THE North Stradbroke Island Museum will this week launch a book about the Dunwich Benevolent Asylum, a public institution for the "poor and destitute" from across Queensland which operated for more than 80 years.
Paltry Paradise: a History of the Dunwich Benevolent Asylum by author Howard Guille will be launched on Friday, December 13 from 5pm.
The book provides a political, social and economic account of the institution, which operated from 1865 to 1946 and reportedly admitted 21,000 inmates during this time.
"The phrase 'off to Dunwich' conveyed approaching senility, if not death," a museum spokesperson said.
"There were many remarkable people as inmates - from a Deputy Premier to a Pacific Islander rescued in the middle of the Pacific Ocean ... For a while, there were people paying as private inmates for rehabilitation from drink."
Mr Guille said the title Paltry Paradise was intentionally ambivalent.
"For some politicians and journalists, it was an arcadia, a Moreton Bay Shangri-La.
"On the other side, there were dull routines, poor food, putrid fish and forced to be outside every day whether in burning sun or freezing winds. For some returned World War I soldiers it was a place where they were locked up as alcoholics without treatment for the shell shock that afflicted them."

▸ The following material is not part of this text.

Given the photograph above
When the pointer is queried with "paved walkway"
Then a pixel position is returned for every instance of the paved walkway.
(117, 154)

Quandamooka people formed a large part of the asylum's workforce. Supported by trade unions, they used industrial actions to achieve award wages and equal pay.
"The Dunwich Benevolent Asylum was a product of the social and political ethos of the second half of the nineteenth century and the first half of the twentieth century," the spokesperson said.
Copies of the book is available at the North Stradbroke Island Museum on Minjerribah.